SW: I sometimes use Chanel makeup remover, but lately, quite frankly, I've been using Neutrogena® Makeup Remover Cleansing Towelettes. They’re very gentle. I was at some meeting and somebody gave me a sample. I was like, “OK, I'll try them.” I really like them.
Spotlyte: What do you like to do in your spare time when you're not in the office?
SW: My husband and I like to bike ride. I rode my bike 25 or 30 miles yesterday. I like to work in my garden.
We have a home out in Aspen, so I like to go fly fishing out there. I like to fly fish for trout: brown trout, rainbow trout. We catch and release. I've probably caught the same fish 10 times.
I used to snow ski a lot, but I hurt my knee two years ago, so I'm kind of backing off on snow skiing right now. It's kind of a bummer, but I like to snowshoe. I can still do that.
Spotlyte: Do you have any mantras that you live by?
SW: My grandmother used to remind me, "Do unto others as you would have them do unto you." It’s about how you're going to handle a situation. You need to say, "OK, what if this were me?"
And, my grandmother always said, "Pretty is as pretty does." I don't care how beautiful you are on the outside. If you don't have that beauty inside, you're just missing the boat.
“You get more bees with honey” is another. That's one that's important, because when we have a patient who's really aggravating, we also say you have to “kill them with kindness.” It's totally disarming if you kill them with kindness.
Also, "You get what you give tenfold over." I really try to raise my children [to live by that], and focus on not asking what you can do for me, but what I could do to help you. Those are really important things.
Spotlyte: Speaking of children, you have two.
SW: My son Justin is 34 years old, and he is in wealth management. He's the CFO of a company called Dynasty℠. The company just opened a satellite office from New York [in St. Petersburg, Florida], and he's just moved down from New York to St. Pete, which is 45 minutes from me, thank goodness.
Allison is 30 years old. She went to Emory® undergrad, then she went to UCSD® Medical School in San Diego, and now she's at the University of South Florida. She's applying for Mohs fellowships. So, she has to do that extra year. She has to do a Mohs fellowship, then a year and a half from now, she'll join me in practice.
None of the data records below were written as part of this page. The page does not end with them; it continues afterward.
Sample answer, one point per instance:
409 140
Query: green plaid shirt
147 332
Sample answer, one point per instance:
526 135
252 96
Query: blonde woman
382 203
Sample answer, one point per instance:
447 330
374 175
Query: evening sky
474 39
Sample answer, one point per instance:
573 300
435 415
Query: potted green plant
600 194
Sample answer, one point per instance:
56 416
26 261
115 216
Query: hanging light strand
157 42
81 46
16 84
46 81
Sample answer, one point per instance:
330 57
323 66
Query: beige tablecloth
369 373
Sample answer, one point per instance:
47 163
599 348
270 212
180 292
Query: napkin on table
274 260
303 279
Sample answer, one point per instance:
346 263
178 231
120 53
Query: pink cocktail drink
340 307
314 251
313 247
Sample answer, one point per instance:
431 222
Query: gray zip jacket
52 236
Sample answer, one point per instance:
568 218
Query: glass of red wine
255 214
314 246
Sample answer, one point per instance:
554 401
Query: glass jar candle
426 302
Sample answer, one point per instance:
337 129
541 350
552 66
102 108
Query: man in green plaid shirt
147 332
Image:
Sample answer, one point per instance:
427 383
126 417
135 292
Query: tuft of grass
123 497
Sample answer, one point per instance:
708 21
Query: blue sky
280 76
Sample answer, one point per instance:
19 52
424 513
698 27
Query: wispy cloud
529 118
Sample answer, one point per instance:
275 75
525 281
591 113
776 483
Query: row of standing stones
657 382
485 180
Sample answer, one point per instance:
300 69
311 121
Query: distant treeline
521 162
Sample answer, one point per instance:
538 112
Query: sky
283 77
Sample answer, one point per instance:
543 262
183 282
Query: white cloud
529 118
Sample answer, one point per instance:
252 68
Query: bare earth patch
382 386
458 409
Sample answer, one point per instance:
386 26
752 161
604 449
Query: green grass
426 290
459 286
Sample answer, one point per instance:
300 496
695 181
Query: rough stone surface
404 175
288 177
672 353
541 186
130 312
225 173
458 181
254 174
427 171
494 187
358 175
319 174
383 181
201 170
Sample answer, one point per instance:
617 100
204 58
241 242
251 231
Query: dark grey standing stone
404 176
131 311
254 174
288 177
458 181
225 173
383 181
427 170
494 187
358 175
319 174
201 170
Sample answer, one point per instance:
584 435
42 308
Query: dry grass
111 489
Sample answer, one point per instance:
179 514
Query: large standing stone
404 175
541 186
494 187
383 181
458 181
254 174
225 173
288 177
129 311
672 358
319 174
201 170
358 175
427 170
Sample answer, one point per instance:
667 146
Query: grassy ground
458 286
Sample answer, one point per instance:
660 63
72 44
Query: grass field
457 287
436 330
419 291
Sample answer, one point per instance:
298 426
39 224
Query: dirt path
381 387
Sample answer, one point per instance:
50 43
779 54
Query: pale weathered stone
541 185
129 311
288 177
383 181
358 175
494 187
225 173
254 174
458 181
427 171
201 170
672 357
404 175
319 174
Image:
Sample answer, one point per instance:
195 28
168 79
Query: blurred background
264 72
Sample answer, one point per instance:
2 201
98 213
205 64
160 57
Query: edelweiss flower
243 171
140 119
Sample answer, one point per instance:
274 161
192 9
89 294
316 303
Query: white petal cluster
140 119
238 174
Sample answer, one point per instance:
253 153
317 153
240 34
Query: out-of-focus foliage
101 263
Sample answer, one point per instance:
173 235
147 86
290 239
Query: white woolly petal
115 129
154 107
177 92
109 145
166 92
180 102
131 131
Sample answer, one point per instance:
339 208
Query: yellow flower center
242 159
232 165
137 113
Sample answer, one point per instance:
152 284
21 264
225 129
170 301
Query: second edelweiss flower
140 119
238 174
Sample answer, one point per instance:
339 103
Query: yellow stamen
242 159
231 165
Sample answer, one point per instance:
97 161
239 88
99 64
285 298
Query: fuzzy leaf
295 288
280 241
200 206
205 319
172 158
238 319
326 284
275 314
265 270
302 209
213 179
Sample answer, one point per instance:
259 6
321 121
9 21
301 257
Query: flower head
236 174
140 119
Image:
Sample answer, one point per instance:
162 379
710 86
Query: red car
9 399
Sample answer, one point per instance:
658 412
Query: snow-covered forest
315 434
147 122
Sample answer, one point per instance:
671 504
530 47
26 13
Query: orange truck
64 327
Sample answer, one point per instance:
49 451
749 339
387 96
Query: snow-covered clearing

Spotlyte: Your daughter is following in your footsteps.
SW: It's so funny. I'm a surgically-oriented entity. My daughter's exactly the same. My daughter did a general surgery internship. She really wanted to be a general surgeon, but now she's a third-year dermatology resident.
Spotlyte: What do you think is the biggest misconception about your job?
SW: That I'm not really a doctor. We did go through a time where people were shocked to know that dermatologists were real doctors. And people have no conception of how long we go to school. My daughter will be 32 when she finishes.
Spotlyte: What’s the best part about being a dermatologist?
SW: Mine is a joy, not a job. I love coming to work. I started my practice in 1984, and it's a labor of love.